[Python-Dev] collections.sortedtree
Marko Rauhamaa
marko at pacujo.net
Sun Mar 30 10:39:18 CEST 2014
Guido van Rossum <guido at python.org>:
> Yeah, so the pyftp fix is to keep track of how many timers were
> cancelled, and if the number exceeds a threshold it just recreates the
> heap, something like
>
> heap = [x for x in heap if not x.cancelled]
> heapify(heap)
I measured my target use case with a simple emulation on my linux PC.

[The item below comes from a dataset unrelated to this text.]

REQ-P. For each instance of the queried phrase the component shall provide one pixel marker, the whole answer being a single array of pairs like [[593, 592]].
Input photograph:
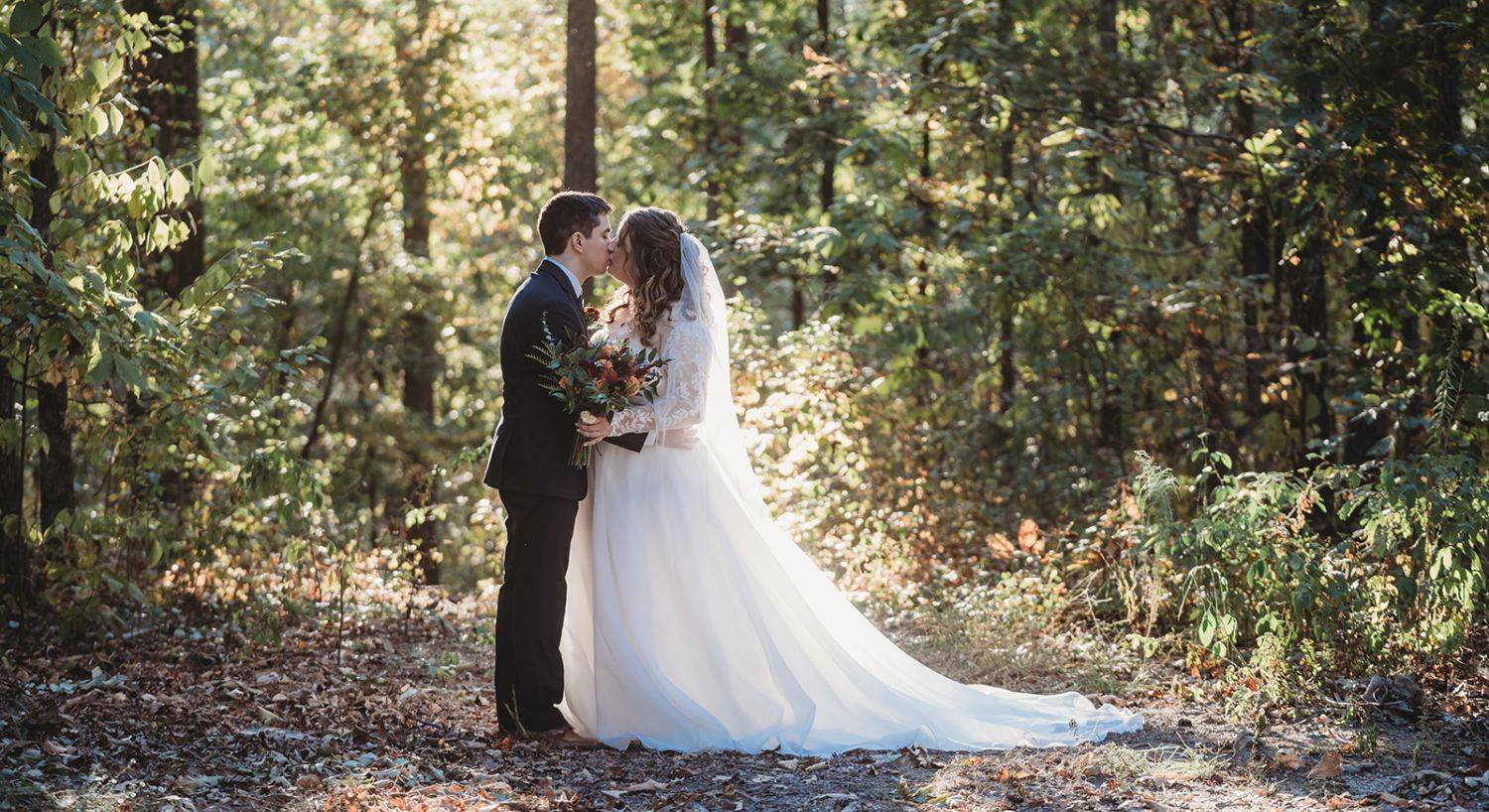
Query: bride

The simple test case emulates this scenario:
Start N connections at frequency F and have each connection start a
timer T. Then, rotate over the connections at the same frequency F
restarting timer T. Stop after a duration that is much greater than
T.
Four different timer implementations were considered:
HEAPQ: straight heapq
HEAPQ*: heapq with the pyftp fix (reheapify whenever 80% of the
outstanding timers have been canceled)
SDICT: sorteddict (my C implementation)
PyAVL: Python AVL tree (my implementation)
Here are the results:
N = 1000, F = 100 Hz, T = 10 min, duration 1 hr
=============================================
Virt Res max len() urs sys CPU
MB MB s s %
=============================================
HEAPQ 22 16 60001 21.5 4.3 0.7
HEAPQ* 11 7 5000 18.4 4.2 0.6
SDICT 11 6 1000 18.2 3.9 0.6
PyAVL 11 6 1000 39.3 3.6 1.2
=============================================
N = 10000, F = 1000 Hz, T = 10 min, duration 1 hr
=============================================
Virt Res max len() urs sys CPU
MB MB s s %
=============================================
HEAPQ 125 120 600044 223.0 25.8 6.9
HEAPQ* 21 16 50000 186.8 30.0 6.0
SDICT 15 10 10000 196.6 25.7 6.2
PyAVL 16 11 10000 412.5 22.3 12.1
=============================================
Conclusions:
* The CPU load is almost identical in HEAPQ, HEAPQ* and SDICT.
* HEAPQ* is better than HEAPQ because of the memory burden.
* PyAVL is not all that bad compared with SDICT.